Seorang mahasiswa Universitas
Jember (Unej) Jawa Timur yang tercatat kuliah Diploma III Jurusan Administrasi
Keuangan Fakultas Ekonomi angkatan 2004, Dian Susanto, dinyatakan hilang saat
pendakian di Gunung Semeru.
Hilangnya Dian Susanto yang
anggota yunior Mahasiswa Pecinta Alam (Mahapala) Unej dan juga putra seorang
Provost TNI AD asal Situbondo itu sejak Rabu (22/11) sore lalu, setelah
melakukan pendakian ke puncak Gunung Semeru pada Senin (20/11) dini hari.

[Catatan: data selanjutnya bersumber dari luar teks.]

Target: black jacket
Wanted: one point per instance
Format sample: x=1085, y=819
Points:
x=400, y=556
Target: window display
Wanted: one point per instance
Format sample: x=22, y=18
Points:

Informasi yang dihimpun Tempo
menyebutkan, Dian awalnya mendaki gunung tertinggi se-Pulau Jawa (3.676 meter)
itu bersama tiga temannya, yakni Windarto, Sholeh Hanafi dan Fuad Handitya yang
semuanya merupakan anggota senior Himapala Unej.
"Setelah turun dari
pendakian, Dian ada di urutan paling terakhir dan tiga temannya sudah jauh
mendahuluinya hingga sampai di base camp Ranu Pane," kata Ketua Himapala,
Janarko kepada Tempo, siang tadi.
Diperkirakan lokasi hilangnya
Dian, menurut Janarko, berada di lereng yang memiliki dua cabang jalan tepatnya
di Cemoro Tunggal atau Jambangan. Janarko awalnya mendapat informasi hilangnya
Dian yakni dari seorang anggota SAR Ranu Pane via SMS melalui ketiga teman
Dian, selain itu pihak Taman Nasional Bromo Tengger Semeru (TNBTS) juga
mengabarkan hal yang sama. (Media Online Tempo, 24 November 2006)
"Kita hanya manusia biasa
yang tidak bisa melawan alam, dan kita adalah makhluk yang kecil di hadapan
Tuhan" : Dian Susanto (Survivor Semeru, November 2006)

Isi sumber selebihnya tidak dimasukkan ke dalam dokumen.